10. I am capable of observing, examining, and monitoring well women, maternity (OB/GYN), diabetic patients and new born health care issues.

11. I am able to provide an appropriate plan of care for patients.

12. I have experience in scheduling appointments, consults and referrals based on interpretation of data obtained from patient assessment.

13. I have experience providing in-service training to patients related to women's health issues.

14. I have experience training other departmental personnel in implementing new skills related to women's health.

15. I have experience providing advice, lectures, presentations, etc. to multidisciplinary professionals regarding OB/GYN issues.

16. I have participated in Quality Risk Management Activities and/or Performance Improvement projects related to Women's Health Care.

17. I have experience engaging family members as active participants in their after-care.

18. I have experience working with people from different cultural orientations.

SECTION II. CERTIFICATION OF INFORMATION ACCURACY

As previously explained, your responses in this Assessment Questionnaire are subject to evaluation and verification. Later steps in the selection process are specifically designed to verify your responses. Deliberate attempts to falsify information will be grounds for disqualifying you or for dismissing you from employment following acceptance. Please take this opportunity to review your responses to ensure their accuracy.
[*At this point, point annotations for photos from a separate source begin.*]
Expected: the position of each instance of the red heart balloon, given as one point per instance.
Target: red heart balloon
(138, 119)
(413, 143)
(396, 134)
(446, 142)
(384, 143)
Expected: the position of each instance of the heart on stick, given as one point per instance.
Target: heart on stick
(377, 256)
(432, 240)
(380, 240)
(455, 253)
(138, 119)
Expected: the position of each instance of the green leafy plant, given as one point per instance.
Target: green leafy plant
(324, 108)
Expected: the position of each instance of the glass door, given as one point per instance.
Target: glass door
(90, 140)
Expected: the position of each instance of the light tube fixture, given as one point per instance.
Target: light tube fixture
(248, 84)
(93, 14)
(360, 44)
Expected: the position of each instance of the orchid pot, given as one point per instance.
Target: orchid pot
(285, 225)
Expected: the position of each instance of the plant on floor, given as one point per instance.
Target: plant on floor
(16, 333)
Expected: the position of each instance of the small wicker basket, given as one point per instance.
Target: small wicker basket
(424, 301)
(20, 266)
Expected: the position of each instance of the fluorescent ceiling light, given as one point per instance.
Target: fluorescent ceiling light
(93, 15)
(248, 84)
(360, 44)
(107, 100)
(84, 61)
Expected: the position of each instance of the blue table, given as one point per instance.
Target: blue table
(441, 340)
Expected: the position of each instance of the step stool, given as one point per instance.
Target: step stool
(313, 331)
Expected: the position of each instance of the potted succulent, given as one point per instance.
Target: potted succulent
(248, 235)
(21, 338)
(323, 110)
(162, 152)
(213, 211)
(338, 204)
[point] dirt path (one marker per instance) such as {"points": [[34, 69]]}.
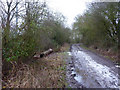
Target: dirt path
{"points": [[87, 69]]}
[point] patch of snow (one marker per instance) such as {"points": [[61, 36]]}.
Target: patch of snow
{"points": [[118, 66], [78, 78], [73, 72], [69, 53]]}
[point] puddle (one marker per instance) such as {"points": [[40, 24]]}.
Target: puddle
{"points": [[118, 66], [69, 53], [94, 74], [78, 78]]}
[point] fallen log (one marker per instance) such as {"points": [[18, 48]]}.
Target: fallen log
{"points": [[45, 53]]}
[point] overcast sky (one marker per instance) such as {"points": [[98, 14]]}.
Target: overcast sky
{"points": [[69, 8]]}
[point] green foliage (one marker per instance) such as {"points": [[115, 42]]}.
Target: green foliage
{"points": [[40, 29]]}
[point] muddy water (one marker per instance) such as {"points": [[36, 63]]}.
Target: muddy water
{"points": [[88, 72]]}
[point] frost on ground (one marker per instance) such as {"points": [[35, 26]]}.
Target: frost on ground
{"points": [[92, 74]]}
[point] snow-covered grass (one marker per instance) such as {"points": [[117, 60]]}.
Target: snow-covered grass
{"points": [[102, 73]]}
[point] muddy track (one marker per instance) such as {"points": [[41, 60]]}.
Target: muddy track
{"points": [[86, 69]]}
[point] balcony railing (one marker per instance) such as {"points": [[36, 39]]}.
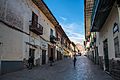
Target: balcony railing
{"points": [[95, 6], [36, 28], [52, 39]]}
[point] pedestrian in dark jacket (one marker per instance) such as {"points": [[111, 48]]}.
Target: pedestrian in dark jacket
{"points": [[51, 60], [30, 62], [74, 60]]}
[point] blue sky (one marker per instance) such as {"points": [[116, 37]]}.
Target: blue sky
{"points": [[70, 15]]}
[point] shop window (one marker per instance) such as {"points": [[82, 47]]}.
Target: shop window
{"points": [[116, 45]]}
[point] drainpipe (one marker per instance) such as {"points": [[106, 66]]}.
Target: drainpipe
{"points": [[118, 7]]}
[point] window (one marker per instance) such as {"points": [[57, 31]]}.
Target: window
{"points": [[116, 45], [34, 19], [51, 32]]}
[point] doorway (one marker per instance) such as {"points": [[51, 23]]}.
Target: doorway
{"points": [[106, 59], [32, 54], [43, 56]]}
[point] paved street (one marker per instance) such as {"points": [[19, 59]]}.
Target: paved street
{"points": [[61, 70]]}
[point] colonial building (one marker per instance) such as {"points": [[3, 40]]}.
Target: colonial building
{"points": [[105, 22], [27, 29]]}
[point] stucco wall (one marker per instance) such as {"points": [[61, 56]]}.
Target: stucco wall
{"points": [[107, 33]]}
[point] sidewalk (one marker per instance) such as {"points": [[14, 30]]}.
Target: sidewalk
{"points": [[61, 70]]}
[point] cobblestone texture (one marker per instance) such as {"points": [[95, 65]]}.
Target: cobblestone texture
{"points": [[61, 70]]}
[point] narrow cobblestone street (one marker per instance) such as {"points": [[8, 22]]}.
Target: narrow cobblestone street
{"points": [[61, 70]]}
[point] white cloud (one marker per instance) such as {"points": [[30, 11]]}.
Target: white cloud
{"points": [[73, 35], [63, 18]]}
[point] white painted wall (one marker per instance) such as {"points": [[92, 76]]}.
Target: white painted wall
{"points": [[107, 32], [19, 14]]}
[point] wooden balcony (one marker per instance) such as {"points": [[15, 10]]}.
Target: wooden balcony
{"points": [[36, 28], [52, 39]]}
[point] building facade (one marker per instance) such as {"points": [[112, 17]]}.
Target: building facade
{"points": [[27, 28], [105, 25]]}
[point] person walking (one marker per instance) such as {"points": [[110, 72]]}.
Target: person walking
{"points": [[30, 62], [74, 60], [51, 60]]}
Certification of Information Accuracy
If you fail to answer this question, you will be disqualified from consideration for this position.

19. I certify that, to the best of my knowledge and belief, all of the information included in this questionnaire is true, correct, and provided in good faith. I understand that if I make an intentional false statement, or commit deception or fraud in this application and its supporting materials, or in any document or interview associated with the examination process, I may be fined or imprisoned (18 U.S.C. 1001); my eligibilities may be cancelled, I may be denied an appointment, or I may be removed and debarred from Federal service (5 C.F.R. part 731). I understand that any information I give may be investigated. I understand that responding "No" to this item will result in my not being considered for this position.

A. Yes, I certify that the information provided in this questionnaire is true, correct and provided in good faith, and I understand the information provided above.
B. No, I do not certify/understand the information provided above.